As symbols of over-the-top, Old World, royal living go it’s hard to top France’s Palace of Versailles, with its 2,300 art-filled rooms, resplendent gardens and grandiose Hall of Mirrors. Alas, you can’t stay there anymore. But perhaps the next best thing is a visit to the Trianon Palace Versailles, the opulent hotel adjacent to the château. If not exactly as regal, it does have the advantage that its guests don’t have a record of losing their heads.

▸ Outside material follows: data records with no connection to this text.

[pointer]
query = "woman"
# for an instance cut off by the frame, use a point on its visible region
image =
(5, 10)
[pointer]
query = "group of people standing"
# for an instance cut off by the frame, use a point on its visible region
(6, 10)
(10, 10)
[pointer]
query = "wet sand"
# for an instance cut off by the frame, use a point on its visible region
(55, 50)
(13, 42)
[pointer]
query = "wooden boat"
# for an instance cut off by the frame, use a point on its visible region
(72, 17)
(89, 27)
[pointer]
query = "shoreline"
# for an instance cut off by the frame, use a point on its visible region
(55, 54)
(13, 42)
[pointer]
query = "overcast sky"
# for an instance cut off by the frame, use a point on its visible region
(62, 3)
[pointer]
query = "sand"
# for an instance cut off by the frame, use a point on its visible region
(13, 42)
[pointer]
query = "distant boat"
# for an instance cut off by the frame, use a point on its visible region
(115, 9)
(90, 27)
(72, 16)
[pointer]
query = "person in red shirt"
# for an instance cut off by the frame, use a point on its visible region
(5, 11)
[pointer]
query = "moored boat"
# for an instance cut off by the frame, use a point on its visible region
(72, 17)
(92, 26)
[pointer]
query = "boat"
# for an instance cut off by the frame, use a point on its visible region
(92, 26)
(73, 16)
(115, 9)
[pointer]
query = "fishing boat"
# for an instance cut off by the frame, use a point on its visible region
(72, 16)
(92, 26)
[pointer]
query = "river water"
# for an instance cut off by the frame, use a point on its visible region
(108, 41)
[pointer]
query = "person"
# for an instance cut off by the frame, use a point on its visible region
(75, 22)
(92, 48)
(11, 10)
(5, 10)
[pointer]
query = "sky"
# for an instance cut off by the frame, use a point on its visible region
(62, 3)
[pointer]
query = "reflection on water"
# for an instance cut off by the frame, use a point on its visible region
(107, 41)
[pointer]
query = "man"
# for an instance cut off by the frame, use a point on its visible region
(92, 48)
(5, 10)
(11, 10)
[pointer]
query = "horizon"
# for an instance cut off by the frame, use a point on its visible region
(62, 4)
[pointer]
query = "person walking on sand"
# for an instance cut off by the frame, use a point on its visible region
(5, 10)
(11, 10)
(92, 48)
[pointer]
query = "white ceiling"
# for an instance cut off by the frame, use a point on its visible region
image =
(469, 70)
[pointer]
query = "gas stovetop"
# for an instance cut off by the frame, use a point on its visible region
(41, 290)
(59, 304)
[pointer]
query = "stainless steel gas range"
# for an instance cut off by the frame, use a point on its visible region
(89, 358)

Being an easy walk or bike ride from the former Bourbon residence you’ll want to tour it, and the Trianon is perfect decompression to get your mood right for such an excursion. The 199-room hotel takes its stylistic cues from Versailles with grand public spaces, soaring columns, marble archways and crystal chandeliers. The manicured exterior with centuries-old trees and lush gardens, updated by the landscape designer Louis Benech, is a fine jumping off point for what lies so close. Despite offering every modern electronic amenity, the spacious rooms are decked out with Louis XVI-style furniture and will have you well-rested and in the right mindset for historical jaunts. If you have a suite with a balcony, step through the French (of course) doors, look out across the fields where sheep graze and then feel years begin to peel away.
The hotel, which opened in 1910, has its own rich history. It served in both World Wars (first as a hospital and then as the Allies supreme headquarters). Its Clemenceau Ballroom is where the Treaty of Versailles was hammered out before being signed in Versailles’s Hall of Mirrors, in 1919. Becoming something of a jet-setter’s haunt after the Second World War, it was renovated in 2007 and became part of the esteemed Waldorf Astoria Collection in 2009.
You’ll enjoy exquisite French cuisine at the Gordon Ramsay au Trianon, which cooks up specialties like raviolo de langoustine d’Écosse and pigeon de Bresse. Dining al fresco on the terrace is a special treat. A postprandial cocktail at the lounge is another delight, and you can even take a drink at the bar by the enormous heated indoor pool.
Guests also can enjoy amenities that the residents of Versailles were denied, e.g., the 30,000-square-foot Spa Guerlain, nearby golf escapes and much easier access to the delights of Paris (20 kilometers away) than the members of Louis XIV’s court in their horsedrawn coaches could ever have dreamt of. Now that’s royal living.